Economists
This chapter would not be complete without poking a little fun at my colleagues (and at myself by association!), the financial economists. Economists are frequently employed to make economic and stock market predictions for prestigious financial institutions. Economists are highly trained in economic theory and statistics. Does this education give them an advantage in forecasting that can help other investors? This section examines the predictive behavior of practitioner and scholarly financial economists.

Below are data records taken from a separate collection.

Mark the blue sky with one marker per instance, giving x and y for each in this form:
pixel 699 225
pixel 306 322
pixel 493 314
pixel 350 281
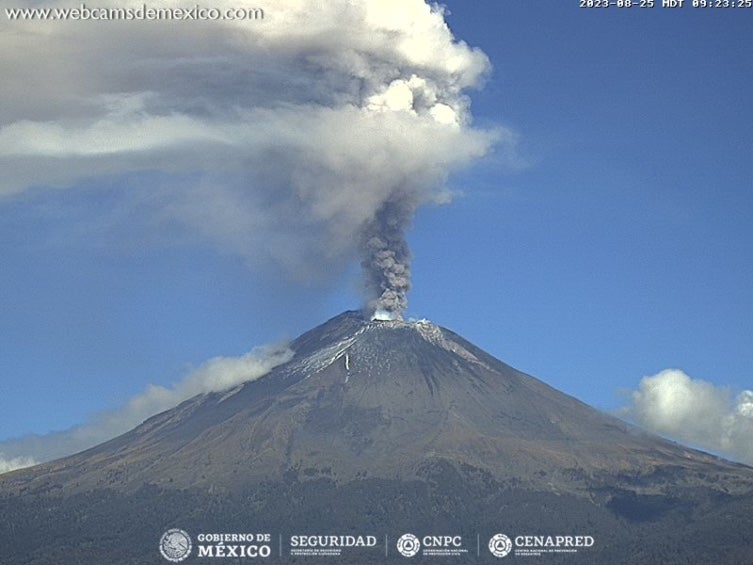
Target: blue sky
pixel 610 242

Many economists are employed by Wall Street firms and are asked to make stock market direction predictions. Every June and December, since 1952, Joseph Livingston has surveyed economists from business, the government, and academia. About 40 economists forecast the level of S&P 500 Index both 7 and 13 months ahead. This is known as the Livingston survey. The survey originated as a product of the newspaper, the Philadelphia Enquirer, but became so highly regarded that it was taken over by the Federal Reserve Bank of Philadelphia. How do these highly regarded economists do?
By comparing their S&P 500 Index prediction to the index level at the time they made their prediction, they can compute the return they are predicting for the market over the next 7 and 13 months. Werner De Bondt examined these predictions over the period from 1952 to 1986 and compared them with the actual S&P 500 returns.20 The astonishing finding is that the economists in the Livingston survey show no predictive power whatsoever. The predictions were totally unrelated to the realized returns.

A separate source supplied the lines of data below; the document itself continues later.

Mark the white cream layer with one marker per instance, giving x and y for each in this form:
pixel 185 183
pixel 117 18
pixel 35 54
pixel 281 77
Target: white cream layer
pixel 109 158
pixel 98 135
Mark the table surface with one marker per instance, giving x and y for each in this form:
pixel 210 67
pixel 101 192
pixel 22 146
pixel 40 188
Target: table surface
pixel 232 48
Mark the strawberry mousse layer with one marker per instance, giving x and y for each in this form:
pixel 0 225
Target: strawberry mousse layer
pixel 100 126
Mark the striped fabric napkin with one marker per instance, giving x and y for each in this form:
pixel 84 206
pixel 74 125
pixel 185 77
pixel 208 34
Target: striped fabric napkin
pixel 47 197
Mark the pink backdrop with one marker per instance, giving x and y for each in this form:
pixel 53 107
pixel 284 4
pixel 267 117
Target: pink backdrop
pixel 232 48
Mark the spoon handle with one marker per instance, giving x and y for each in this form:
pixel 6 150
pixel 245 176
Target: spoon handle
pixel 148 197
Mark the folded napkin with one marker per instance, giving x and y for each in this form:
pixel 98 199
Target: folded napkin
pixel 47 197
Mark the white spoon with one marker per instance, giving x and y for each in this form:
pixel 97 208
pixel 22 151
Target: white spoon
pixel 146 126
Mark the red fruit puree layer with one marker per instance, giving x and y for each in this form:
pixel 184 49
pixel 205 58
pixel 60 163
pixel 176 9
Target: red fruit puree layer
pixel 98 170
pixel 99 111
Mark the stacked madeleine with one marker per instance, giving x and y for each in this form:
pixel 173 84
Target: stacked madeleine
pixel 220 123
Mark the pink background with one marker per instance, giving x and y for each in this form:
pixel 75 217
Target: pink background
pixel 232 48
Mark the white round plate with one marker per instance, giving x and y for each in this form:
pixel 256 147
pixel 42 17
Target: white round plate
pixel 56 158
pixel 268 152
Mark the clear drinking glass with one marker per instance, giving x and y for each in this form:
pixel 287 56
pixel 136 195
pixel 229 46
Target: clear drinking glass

Another interesting analysis was conducted to examine the economists' predictions after large market moves. For example, what were the predictions after big bull markets or big bear markets? In general, economists predict reversals in the market after big moves, but they are a bit pessimistic about it. The study examined the predictions after the 10 best market periods in the sample and after the 10 worst periods in the sample. For example, after experiencing a large bull market over the previous two years, economists predicted that the next seven months would see a 5.53% return. By predicting a negative return, the economists were clearly stating that the stock market overreacts. The actual seven-month return after the bull markets was 6.44%. Thus, the economists underpredicted the actual performance by nearly 12%. After two years in a bear market, the economists, on average, predicted a seven-month return of 6.02%. The actual average return on the market was 15.09%. Thus, the economists again underpredicted the actual returnthis time, by 9%.
The 19th-century historian Thomas Carlyle dubbed economics as the "dismal science."21 After reading this, you may agree!

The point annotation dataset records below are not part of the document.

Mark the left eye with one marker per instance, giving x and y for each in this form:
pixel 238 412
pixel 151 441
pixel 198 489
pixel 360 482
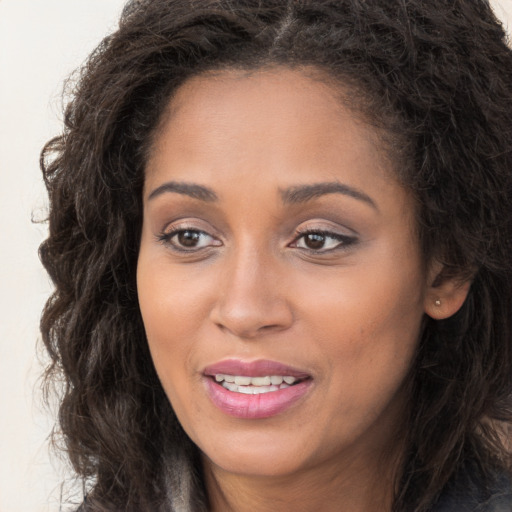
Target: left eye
pixel 189 239
pixel 321 241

Another study showed that economists could suffer from the same psychological biases as anyone. In this study, academic financial economists were asked for their predictions about the future return on the stock market. This question was a little different from the Livingston survey question. Specifically, the scholars were asked about the average market risk premium over the following 30 years. The risk premium is the difference between the return in the stock market and the return for low-risk fixed income securities like Treasury Bills. For example, if the market return was 12% and T-Bills earned 4%, then the risk premium was 8%. The risk premium is important because it determines the reward the investor should receive for taking risk. In theory, this risk premium helps to determine effective asset allocations for investors.
Ivo Welch, a Yale University financial economist, administered the first survey in late 1997 and throughout 1998.22 Note that this survey was conducted after a long bull market was underway. The economists had seen some high market returns in the period just before taking the survey. Several behavioral biases should be noted.
The 226 financial economists that responded to the survey predicted an average annual market risk premium of 7.1%. They also predicted that the consensus among their colleagues would be 7.6%. Two points should be noted. First, for most economists, the prediction they made was near the consensus target they offered. This indicates that the economists used their belief about a consensus to anchor their own beliefs (see anchoring in Chapter 2). Also, it is interesting to note that the economists liked to predict a risk premium that was different (albeit similar) to their consensus estimate. Why did they think that their estimate was better than the consensus of their peers? Believing your predictions are more accurate than others' is a characteristic of overconfidence (see Chapter 2).
Professor Welch surveyed his colleagues (and mine) again in 2001.23 This survey followed a severe stock market downturn. There were 510 economists that responded to the second survey. The average 30-year risk premium prediction in the second survey was 5.5%. Note how dramatically lower this estimate was compared to the 7.1% prediction in the first survey. It appears that the short-term upward trend in the stock market before the first survey made economists optimistic about the next 30 years, while the short-term downward trend before the second survey made them pessimistic about the next 30 years. This extrapolation of trends was discussed as a representative bias in Chapter 2.
The results of these studies suggest that both practitioner and academic financial economists appear to be affected by their psychological biases.